The first, into the troubles in Belfast and Londonderry in 1969, took two years, and the 250-page report found that there was no evidence of any plans for an armed insurrection.
But his inquiry led to the arrival of British troops into the province.
He later held an inquiry into the 1974 riot in Red Lion Square, in London, after rival left and right-wing demonstrations over immigration rules led to a man's death.
Scarman's report blamed the International Marxist Group for starting the dispute, by deliberately attacking the police.
The trouble at Grunwicks, at Willesden in north-west London, followed the sacking of nearly 200 strikers demanding the right to belong to a union.
Scarman's report recommended their reinstatement.

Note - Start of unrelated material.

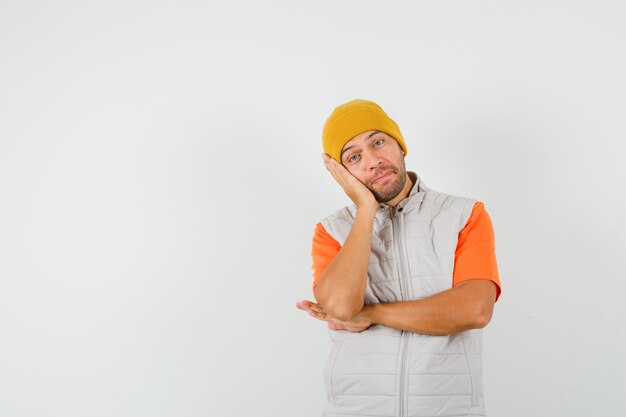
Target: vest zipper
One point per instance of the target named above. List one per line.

But the inquiry into the Brixton riots of 1981 was perhaps the high
point of Lord Scarman's career. His methods angered some lawyers, but his sense of public relations was widely praised.
Arriving for work on the Londonderry inquiry in 1967
Some black people had threatened to boycott the inquiry, but he won them over by going on to the streets and meeting people, and accepting that social conditions in the area were a relevant factor.
He considered racial disadvantage to be a fact of British life, and wanted something done about it.
His report found that the police and the local community were equally to blame for the riots. His recommendations for more black police, changes in policing methods, with local liaison committees, were largely carried out.
But he also wanted independent investigation of complaints against the police, and he was not so successful there.
People and politics
Leslie George Scarman was born in Streatham, so he could bring local knowledge to the Brixton inquiry.
He was educated at public school and at Oxford, where he gained a double first in Classics.
He served in the RAF in World War II, after being called to the Bar in 1936.
Meeting the people of Brixton in 1981
He became a QC in 1957, a High Court judge in 1961, a Lord Justice of Appeal eight years later, and a Lord of Appeal in Ordinary in 1977, when he also became a Life Peer.
He also became the first chairman of the Law Commission.
Lord Scarman has been described both as a people's judge and as a political judge, the last to which he had no strong objection, though he insisted his politics never intruded on his work.
He favoured repeal of the Official Secrets Act, and was a strong advocate of a Freedom of Information Act and a Bill of Rights, incorporating the European Human Rights Convention into the laws of the United Kingdom.
He lived to see that wish fulfilled.